The Library of Nineteenth-Century Photography

Prince George, Duke of Cambridge

Prince George, Duke of Cambridge

A carte-de-visite portrait of Prince George, Duke of Cambridge (1819-1904). He was a grandson of King George III and a cousin of Queen Victoria.

Born at Cambridge House in Hanover in 1819, in 1850 he became the second Duke of Cambridge. The Duke was an army officer and he served as Commander-in-Chief of the British Army from 1856 to 1895, the longest period for which any one man has served as its head. Although he was deeply concerned about the welfare of soldiers, he earned a reputation for being resistant to doctrinal change and for making promotions based upon an officer's social standing, rather than his merit.
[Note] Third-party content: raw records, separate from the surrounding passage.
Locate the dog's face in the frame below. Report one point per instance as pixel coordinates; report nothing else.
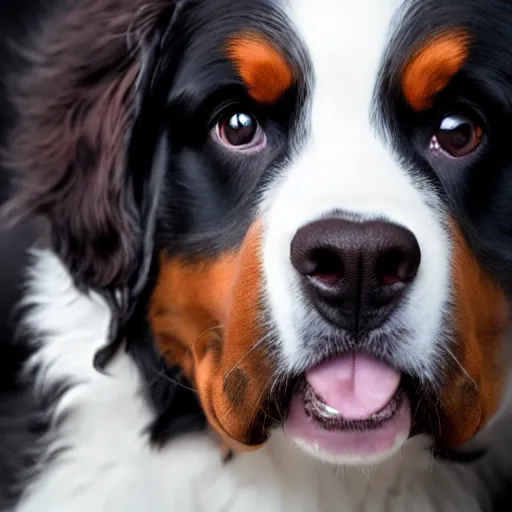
(328, 187)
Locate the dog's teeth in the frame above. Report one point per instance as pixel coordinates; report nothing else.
(330, 411)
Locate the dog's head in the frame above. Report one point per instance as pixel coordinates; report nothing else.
(313, 210)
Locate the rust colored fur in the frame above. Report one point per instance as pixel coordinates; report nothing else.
(475, 385)
(431, 69)
(207, 317)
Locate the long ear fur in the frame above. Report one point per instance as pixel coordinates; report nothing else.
(75, 106)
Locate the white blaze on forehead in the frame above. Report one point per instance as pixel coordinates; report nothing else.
(344, 166)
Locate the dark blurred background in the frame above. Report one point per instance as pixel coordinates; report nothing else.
(13, 244)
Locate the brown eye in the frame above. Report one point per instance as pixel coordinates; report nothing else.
(457, 135)
(241, 131)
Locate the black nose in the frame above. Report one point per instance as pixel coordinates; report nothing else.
(355, 272)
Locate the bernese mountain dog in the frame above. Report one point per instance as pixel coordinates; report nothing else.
(275, 259)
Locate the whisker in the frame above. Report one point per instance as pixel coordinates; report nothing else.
(174, 381)
(464, 371)
(254, 347)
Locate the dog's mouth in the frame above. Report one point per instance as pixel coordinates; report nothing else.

Under his command, the British Army became a moribund and stagnant institution, lagging far behind its continental counterparts.

Prince George, as he then was, made no secret of his view that ‘arranged marriages were doomed to failure.’ On 8 January 1847, in contravention of the Royal Marriages Act of 1772, he married privately at St. John’s, Clerkenwell, an actress by the name of Sarah Louisa Fairbrother, daughter of the partner in a Bow Street printing firm. Since the marriage did not exist in British law, his wife was never titled Duchess of Cambridge nor styled ‘Her Royal Highness’. Instead, she was known simply as ‘Mrs. FitzGeorge’. He was distraught when she died in 1890, and regularly marked the anniversary of her death.

The Duke of Cambridge died in 1904 at Gloucester House, Piccadilly, London. He was buried in Kensal Green cemetery, next to the woman with whom he had shared his life.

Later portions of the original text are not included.